Representing Interaction Networks

data
Published

April 25, 2020

Behavioural data can illuminate the structure of the underlying actors. For example looking at which products customers buy can help understand how both the products and customers interact. The same idea can apply to people who attend events, watch the same movie, or have authored a scientific paper together. There are a few ways to represent these kinds of interactions which gives a large toolbox of ways to approach the problem.

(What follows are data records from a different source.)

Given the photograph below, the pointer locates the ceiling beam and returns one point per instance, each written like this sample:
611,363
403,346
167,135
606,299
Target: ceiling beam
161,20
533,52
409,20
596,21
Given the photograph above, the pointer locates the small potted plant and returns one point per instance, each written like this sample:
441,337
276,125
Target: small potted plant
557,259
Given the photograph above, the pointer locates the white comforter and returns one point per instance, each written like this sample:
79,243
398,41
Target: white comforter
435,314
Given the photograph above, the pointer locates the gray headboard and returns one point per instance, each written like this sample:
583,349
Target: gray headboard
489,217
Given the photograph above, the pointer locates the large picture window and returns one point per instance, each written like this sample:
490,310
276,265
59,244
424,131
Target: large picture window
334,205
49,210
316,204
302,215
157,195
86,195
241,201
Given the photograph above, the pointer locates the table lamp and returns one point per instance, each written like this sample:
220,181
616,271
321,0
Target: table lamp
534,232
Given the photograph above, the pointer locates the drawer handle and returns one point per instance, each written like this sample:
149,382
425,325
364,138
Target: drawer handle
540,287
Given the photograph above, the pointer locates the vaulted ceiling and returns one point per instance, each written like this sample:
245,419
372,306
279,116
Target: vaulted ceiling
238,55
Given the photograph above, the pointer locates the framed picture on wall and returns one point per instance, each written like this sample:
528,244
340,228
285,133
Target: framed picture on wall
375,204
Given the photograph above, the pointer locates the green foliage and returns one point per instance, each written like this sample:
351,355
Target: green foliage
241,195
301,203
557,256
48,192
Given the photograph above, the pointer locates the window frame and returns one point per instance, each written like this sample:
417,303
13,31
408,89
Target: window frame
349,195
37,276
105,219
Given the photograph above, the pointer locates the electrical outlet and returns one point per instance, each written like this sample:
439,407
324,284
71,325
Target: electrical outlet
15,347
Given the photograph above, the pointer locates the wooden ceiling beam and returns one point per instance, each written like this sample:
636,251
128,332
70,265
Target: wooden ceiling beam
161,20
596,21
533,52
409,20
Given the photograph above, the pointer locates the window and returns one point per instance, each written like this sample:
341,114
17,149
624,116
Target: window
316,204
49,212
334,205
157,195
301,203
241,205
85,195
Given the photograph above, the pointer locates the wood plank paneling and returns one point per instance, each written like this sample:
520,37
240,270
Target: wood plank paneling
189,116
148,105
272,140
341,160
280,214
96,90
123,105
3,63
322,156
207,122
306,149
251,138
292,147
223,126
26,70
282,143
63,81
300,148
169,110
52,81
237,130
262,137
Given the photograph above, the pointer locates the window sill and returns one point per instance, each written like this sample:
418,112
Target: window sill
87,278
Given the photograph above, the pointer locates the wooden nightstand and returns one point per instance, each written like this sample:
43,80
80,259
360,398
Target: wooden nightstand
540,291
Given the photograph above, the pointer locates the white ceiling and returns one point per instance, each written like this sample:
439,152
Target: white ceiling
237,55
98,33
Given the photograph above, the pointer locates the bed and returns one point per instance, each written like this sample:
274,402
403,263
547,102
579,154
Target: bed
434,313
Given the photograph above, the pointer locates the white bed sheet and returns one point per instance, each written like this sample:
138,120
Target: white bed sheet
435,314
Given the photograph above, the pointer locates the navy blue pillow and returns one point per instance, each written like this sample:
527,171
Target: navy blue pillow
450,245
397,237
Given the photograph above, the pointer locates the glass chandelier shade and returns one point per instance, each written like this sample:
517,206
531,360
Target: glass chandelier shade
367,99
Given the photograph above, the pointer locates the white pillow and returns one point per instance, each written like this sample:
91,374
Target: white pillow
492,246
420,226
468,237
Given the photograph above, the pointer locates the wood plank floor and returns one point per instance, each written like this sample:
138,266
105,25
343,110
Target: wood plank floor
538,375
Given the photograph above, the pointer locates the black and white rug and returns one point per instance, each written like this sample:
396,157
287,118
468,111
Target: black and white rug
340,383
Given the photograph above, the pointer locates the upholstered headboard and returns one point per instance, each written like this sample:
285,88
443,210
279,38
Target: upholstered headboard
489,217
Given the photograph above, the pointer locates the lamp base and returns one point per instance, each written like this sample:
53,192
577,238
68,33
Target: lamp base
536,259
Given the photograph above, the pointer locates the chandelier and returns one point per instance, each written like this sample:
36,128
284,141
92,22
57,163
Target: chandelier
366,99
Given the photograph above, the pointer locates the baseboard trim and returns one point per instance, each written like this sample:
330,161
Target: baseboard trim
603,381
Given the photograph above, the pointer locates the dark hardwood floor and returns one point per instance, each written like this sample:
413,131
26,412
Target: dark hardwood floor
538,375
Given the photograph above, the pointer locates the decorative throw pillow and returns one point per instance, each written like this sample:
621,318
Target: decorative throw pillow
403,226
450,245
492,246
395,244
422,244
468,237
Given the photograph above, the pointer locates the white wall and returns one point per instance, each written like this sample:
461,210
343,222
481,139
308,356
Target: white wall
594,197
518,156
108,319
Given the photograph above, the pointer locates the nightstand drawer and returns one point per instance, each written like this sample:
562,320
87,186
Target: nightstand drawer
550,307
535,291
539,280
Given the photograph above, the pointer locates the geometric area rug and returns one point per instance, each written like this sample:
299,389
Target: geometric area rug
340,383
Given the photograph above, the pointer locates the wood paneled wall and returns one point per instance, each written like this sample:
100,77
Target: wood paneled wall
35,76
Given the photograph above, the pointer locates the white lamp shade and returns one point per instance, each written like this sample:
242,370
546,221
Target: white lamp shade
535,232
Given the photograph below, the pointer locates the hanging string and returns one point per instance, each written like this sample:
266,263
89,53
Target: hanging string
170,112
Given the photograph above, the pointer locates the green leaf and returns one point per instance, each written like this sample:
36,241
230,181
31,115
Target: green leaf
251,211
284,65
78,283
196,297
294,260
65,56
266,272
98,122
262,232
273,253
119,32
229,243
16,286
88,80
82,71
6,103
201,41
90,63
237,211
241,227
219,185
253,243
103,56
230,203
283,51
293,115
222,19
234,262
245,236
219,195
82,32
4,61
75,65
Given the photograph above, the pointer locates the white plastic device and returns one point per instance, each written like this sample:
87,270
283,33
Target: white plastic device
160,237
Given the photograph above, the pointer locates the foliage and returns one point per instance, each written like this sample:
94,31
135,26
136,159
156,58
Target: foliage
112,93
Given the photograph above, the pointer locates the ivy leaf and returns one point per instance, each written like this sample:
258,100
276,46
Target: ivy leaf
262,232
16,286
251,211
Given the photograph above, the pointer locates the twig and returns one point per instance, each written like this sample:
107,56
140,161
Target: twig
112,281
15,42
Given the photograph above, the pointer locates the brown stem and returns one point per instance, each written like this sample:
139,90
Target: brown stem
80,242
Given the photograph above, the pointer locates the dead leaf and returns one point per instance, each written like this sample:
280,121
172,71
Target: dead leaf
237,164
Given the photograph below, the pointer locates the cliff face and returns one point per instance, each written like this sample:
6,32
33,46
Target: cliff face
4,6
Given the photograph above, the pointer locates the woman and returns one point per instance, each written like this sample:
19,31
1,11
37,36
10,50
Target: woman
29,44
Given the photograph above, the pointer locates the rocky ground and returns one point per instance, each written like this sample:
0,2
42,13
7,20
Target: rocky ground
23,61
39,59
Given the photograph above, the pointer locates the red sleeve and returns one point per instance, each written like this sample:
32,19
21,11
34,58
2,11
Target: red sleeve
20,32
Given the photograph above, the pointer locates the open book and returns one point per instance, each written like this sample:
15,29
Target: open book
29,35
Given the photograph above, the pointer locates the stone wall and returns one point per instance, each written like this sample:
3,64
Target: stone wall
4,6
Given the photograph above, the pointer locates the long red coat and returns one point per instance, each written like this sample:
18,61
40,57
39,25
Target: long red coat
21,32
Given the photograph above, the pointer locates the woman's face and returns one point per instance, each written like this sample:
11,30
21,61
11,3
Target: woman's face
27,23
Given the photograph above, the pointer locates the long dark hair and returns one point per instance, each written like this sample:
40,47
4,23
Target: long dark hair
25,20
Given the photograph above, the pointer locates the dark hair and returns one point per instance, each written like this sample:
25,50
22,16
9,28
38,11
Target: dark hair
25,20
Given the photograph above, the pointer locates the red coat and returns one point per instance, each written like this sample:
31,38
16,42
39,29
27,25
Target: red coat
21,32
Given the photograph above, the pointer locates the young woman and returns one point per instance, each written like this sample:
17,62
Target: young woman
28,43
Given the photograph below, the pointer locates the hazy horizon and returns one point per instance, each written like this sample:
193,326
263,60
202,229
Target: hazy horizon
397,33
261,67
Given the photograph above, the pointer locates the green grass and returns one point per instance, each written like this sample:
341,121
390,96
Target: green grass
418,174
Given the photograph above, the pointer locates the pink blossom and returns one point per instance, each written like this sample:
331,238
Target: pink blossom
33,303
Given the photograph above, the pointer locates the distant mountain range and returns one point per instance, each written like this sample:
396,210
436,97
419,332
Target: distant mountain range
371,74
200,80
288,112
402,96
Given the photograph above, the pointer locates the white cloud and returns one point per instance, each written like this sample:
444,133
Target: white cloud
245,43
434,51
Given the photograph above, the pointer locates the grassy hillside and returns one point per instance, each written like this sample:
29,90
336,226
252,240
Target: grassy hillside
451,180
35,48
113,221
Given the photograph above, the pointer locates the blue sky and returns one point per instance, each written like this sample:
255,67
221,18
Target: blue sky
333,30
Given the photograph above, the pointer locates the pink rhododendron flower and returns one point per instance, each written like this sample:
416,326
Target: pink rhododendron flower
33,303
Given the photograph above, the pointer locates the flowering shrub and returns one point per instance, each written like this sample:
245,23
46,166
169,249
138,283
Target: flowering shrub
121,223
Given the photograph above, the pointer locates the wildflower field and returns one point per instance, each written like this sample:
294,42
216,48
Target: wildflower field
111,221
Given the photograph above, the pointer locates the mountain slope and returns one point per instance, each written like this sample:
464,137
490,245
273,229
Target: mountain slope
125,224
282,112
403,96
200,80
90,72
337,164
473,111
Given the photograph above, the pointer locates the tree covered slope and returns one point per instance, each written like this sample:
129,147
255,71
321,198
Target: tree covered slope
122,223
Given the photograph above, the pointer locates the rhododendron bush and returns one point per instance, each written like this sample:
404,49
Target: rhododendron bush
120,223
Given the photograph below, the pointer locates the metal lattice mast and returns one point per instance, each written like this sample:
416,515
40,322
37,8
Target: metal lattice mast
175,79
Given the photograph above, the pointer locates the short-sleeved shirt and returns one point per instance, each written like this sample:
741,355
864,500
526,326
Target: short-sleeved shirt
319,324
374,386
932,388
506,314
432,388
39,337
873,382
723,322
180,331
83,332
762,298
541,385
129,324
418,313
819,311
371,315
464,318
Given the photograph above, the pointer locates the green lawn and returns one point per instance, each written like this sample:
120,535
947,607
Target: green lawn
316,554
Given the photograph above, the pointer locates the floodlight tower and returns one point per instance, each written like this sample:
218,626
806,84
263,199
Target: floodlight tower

One way to view the relationship is as a bipartite graph. For example the nodes could be the products and the customers and there’s an edge between a customer and a product if they have bought them. You could then look at classifying customers and products as by clustering them using community detection. Some of them model the graph directly, like the Stochastic block model. This clustering could help with targeting and recommending products to customers.

Bipartite Graph

The bipartite graph could also be represented by its adjacency matrix. The adjacency matrix underlies a lot of the algorithms for community detection such as Spectral clustering. Because there are no connections between customers and customers and products and products the matrix is 0 on these diagonal blocks. Because the graph is undirected the adjacency matrix is symmetric.

Adjacency matrix of Bipartite Graph

The adjacency matrix can be represented by it’s top right corner, the interaction between products and customers, A. A common approach for this is matrix factorisation where this matrix is decomposed into a product of matrices \(A = UV\). This can be thought of as an embedding; U embeds products and the adjoint of V embeds the customers. The items can then be clustered in the embedding space for example using k-means.

Product-Customer Matrix

If you don’t care explicitly about the products you could just look at the customers. Two customers are similar if they’ve bought the same product. This can be explicitly constructed by counting the number of products they have in common, via the matrix product \(A A^{T}\). Then community detection algorithms could be run on the weighted graph (optionally removing the diagonal of self-links).

Customer-Customer Matrix

There are many more variations that can be made on this. The customers can be weighted by their activity so one very active customer doesn’t have disproportionate impact on the graph. Interactions on dynamic processes such as random walks, spin glasses and synchronisation can illuminate the communities. Any metadata, such as product features, can be used to help inform the community structure. Different types of interactions like detail views versus purchases could be used together. Consensus clustering could be used to create a sequence of new adjacency matrices to find communities in.

There are lots of different ways of viewing the same problem which gives a wide variety of techniques to approach it. Depending on your application you can pick models that are most appropriate.